Notre époque se caractérise par l’effort prométhéen de l’homme qui veut tout dominer en modelant le monde à son image selon ses désirs, pour ne pas dire ses lubies. Du diagnostic préimplantatoire dans l’utérus au suicide assisté en fin de vie en passant par le choix du genre et le façonnage de l’environnement, tout doit être maîtrisé. Par son intelligence rationnelle et sa technique, l’être humain arraisonne toute chose, y compris sa propre vie, pour assouvir sa volonté de puissance. Est-ce bien raisonnable ?

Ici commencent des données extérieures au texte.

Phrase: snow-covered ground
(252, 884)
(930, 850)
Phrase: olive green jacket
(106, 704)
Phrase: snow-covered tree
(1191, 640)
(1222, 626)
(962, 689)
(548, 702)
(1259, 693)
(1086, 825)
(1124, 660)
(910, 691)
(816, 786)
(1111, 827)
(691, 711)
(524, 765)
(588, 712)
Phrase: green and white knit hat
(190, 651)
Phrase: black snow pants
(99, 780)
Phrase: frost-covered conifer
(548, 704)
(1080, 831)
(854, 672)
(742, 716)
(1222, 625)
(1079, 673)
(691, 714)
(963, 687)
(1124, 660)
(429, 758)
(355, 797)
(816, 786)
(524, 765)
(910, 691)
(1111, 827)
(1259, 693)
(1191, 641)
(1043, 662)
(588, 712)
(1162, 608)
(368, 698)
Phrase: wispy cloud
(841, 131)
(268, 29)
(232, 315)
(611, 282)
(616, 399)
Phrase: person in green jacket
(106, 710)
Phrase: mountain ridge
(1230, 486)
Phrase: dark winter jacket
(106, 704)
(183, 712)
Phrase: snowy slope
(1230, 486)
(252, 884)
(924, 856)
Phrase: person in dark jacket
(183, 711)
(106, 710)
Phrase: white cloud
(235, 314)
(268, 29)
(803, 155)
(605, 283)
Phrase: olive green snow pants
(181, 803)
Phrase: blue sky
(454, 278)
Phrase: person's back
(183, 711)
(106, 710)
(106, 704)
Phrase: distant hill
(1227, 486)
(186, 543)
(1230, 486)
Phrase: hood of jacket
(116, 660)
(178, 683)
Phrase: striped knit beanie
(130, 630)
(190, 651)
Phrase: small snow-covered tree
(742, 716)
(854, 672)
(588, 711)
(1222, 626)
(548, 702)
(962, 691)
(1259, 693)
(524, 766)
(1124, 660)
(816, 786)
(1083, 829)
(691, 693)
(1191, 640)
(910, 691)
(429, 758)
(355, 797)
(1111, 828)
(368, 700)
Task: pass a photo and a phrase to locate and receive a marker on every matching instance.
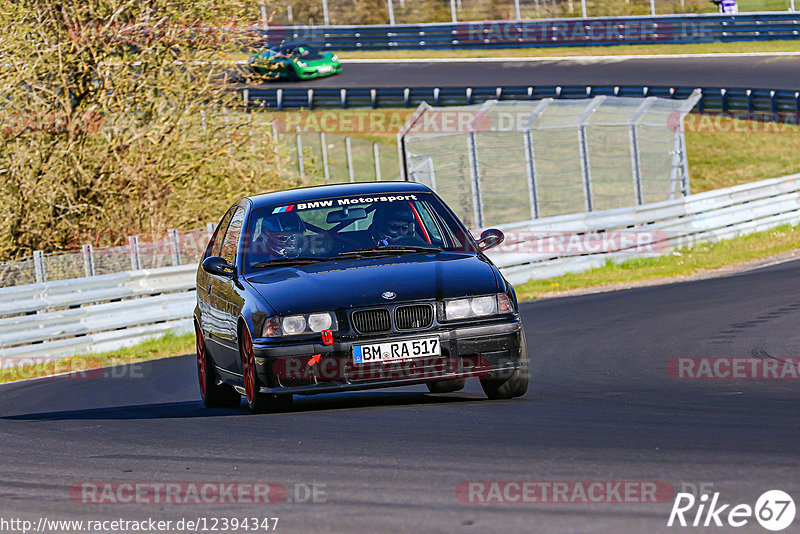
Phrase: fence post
(300, 163)
(349, 159)
(376, 154)
(38, 267)
(633, 135)
(475, 181)
(133, 243)
(586, 170)
(324, 146)
(88, 259)
(174, 246)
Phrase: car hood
(356, 283)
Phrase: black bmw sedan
(348, 287)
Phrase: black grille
(371, 321)
(413, 317)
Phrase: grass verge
(159, 347)
(685, 262)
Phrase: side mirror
(490, 238)
(218, 266)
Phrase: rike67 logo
(774, 510)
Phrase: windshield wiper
(289, 261)
(391, 249)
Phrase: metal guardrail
(106, 312)
(94, 314)
(774, 105)
(600, 31)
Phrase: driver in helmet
(281, 236)
(394, 224)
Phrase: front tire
(513, 385)
(214, 395)
(257, 401)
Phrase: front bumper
(487, 350)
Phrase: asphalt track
(754, 72)
(601, 407)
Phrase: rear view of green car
(294, 61)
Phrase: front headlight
(477, 307)
(292, 325)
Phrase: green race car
(294, 61)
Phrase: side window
(231, 241)
(216, 240)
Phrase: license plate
(397, 350)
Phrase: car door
(229, 300)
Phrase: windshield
(332, 228)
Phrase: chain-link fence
(503, 161)
(337, 12)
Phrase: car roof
(336, 190)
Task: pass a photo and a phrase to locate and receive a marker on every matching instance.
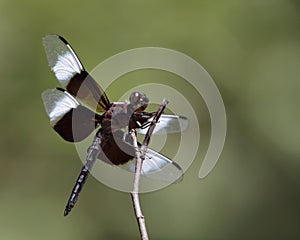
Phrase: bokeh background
(252, 51)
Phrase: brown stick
(140, 156)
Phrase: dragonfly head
(138, 101)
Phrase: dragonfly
(80, 106)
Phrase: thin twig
(140, 156)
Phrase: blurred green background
(252, 51)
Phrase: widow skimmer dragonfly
(80, 106)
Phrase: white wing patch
(157, 166)
(58, 103)
(65, 68)
(168, 124)
(61, 58)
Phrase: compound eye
(139, 101)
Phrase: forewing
(71, 74)
(68, 118)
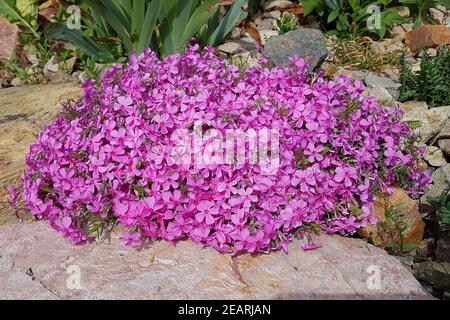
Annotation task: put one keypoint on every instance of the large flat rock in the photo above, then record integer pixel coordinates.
(37, 263)
(23, 113)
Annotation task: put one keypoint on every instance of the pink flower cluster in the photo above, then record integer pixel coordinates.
(105, 159)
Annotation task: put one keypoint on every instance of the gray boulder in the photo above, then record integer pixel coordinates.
(305, 43)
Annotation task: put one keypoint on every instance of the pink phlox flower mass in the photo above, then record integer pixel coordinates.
(108, 158)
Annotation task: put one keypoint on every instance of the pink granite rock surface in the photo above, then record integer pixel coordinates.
(37, 263)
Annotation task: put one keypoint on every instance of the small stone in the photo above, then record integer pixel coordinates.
(382, 95)
(56, 77)
(235, 33)
(30, 54)
(68, 65)
(406, 208)
(415, 67)
(443, 249)
(392, 87)
(427, 36)
(392, 73)
(441, 182)
(308, 44)
(398, 32)
(266, 34)
(16, 82)
(277, 4)
(425, 249)
(356, 74)
(432, 121)
(434, 273)
(231, 47)
(444, 145)
(408, 27)
(276, 14)
(432, 52)
(249, 59)
(8, 38)
(52, 65)
(437, 15)
(329, 69)
(435, 157)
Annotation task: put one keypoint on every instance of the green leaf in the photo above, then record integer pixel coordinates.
(228, 23)
(309, 6)
(355, 5)
(333, 15)
(198, 19)
(7, 9)
(115, 18)
(151, 16)
(137, 20)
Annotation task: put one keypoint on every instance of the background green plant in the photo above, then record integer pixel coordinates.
(419, 8)
(431, 83)
(349, 18)
(166, 26)
(23, 13)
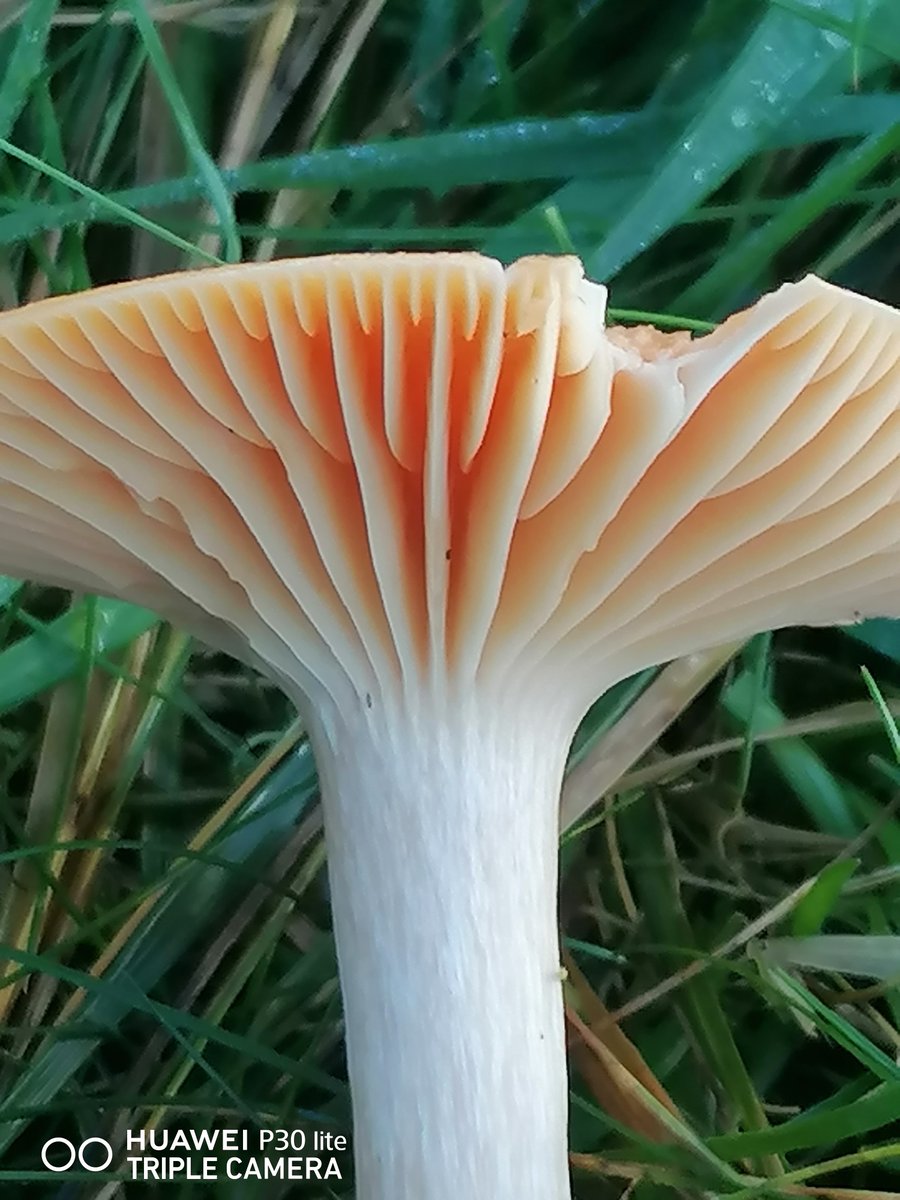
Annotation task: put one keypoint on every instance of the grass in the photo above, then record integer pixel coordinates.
(731, 911)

Commençons par l’aube de la vie. Nous voterons en juin sur le diagnostic préimplantatoire (DPI) qui consiste à autoriser ou non l’examen génétique des embryons pour y déceler des anomalies. Pourquoi pas si cette analyse conduit à proposer un traitement le plus tôt possible ? Mais ce « remède » peut-il équivaloir à l’élimination de l’embryon ? Si oui, sur quels critères ? La loi dérape déjà en élargissant le DPI à la trisomie 21. A-t-on le droit de sélectionner les humains qui ont la permission de vivre ? Imaginez la stigmatisation dont serait victime la personne trisomique. « Elle n’aurait pas dû naître » : telle est l’étiquette que la loi encourage à lui coller. Sans compter d’autres dérives, comme le souligne Dominique de Buman qui utilise cette image du mythe de Prométhée : « On risque d’ouvrir la boîte de Pandore ». Les parents seront-ils un jour poussés à ne laisser vivre que des enfants absolument sains, sans aucun risque de maladie héréditaire ? Quel gain pour les assurances ! Nous nous rapprocherions alors de l’eugénisme nazi qui, à force de vouloir faire de bons aryens, aurait en réalité produit des bons à rien, faute d’un brassage génétique suffisant, comme le disait Albert Jacquard. Nous n’en sommes pas là. Mais ce projet de loi va dans le sens d’une mainmise de plus en plus forte de l’homme sur les débuts de la vie.
Le déroulement de l’existence sera lui aussi soumis à ma volonté. Je deviens ce que je veux être en choisissant notamment mon genre : voilà l’idéologie en train de s’imposer. « On ne naît pas femme : on le devient » disait Simone de Beauvoir. Et Sartre de renchérir : « L’homme n’est rien d’autre que ce qu’il se fait ». On refuse tout donné. Tout don. La liberté individuelle est érigée en absolu. Seul compte ce que je forge moi-même. Recevoir quelque chose de la nature ou d’autrui ? N’y pensons pas ! « Les autres, c’est l’enfer » proclame d’ailleurs Sartre. Voici l’homme seul maître de son monde. Seul et donc totalement responsable de ce qui lui arrive, par exemple de ses maladies. Pourquoi lui rembourser ses soins ? Il aurait dû mieux se gérer ou alors ne pas voir le jour s’il avait une maladie génétique.
Au troisième âge, lorsque la fin se profile et que la santé s’amenuise, l’être humain, déjà propriétaire de sa vie et de sa progéniture qu’il a laissée naître ou non, doit pouvoir logiquement choisir l’heure de sa mort. Dans plusieurs cantons, on tend à obliger les EMS à accueillir Exit, l’association d’aide au suicide. Au nom de la sacro-sainte liberté des personnes âgées de disposer de leur existence. Là aussi la vie n’est plus considérée comme un don mais comme une possession.
Quant à l’environnement, n’est-il pas de plus en plus façonné par l’homme qui le défigure en le bétonnant ? Je le vois dans mon quartier. En quelques années, le béton a remplacé la verdure des bosquets et deux vieux chênes, auberges des oiseaux, ont été froidement abattus. Tout cela au nom de la densification et avec la bénédiction des autorités communales de Fribourg. Prométhée, là aussi, s’est déchaîné. L’homme finira-t-il emmuré ?
Moi, moi, moi. Tout m’est dû. Tout doit être sous mon emprise, exploité. La vie et la nature, je les configure comme un ordinateur. Qui sait encore recevoir et admirer la beauté de l’être qui nous est donné ? Comme ce moine expliquant ainsi son entrée à la Valsainte : « J’ai vu que les fleurs étaient belles et j’ai compris que je devais remercier Quelqu’un ».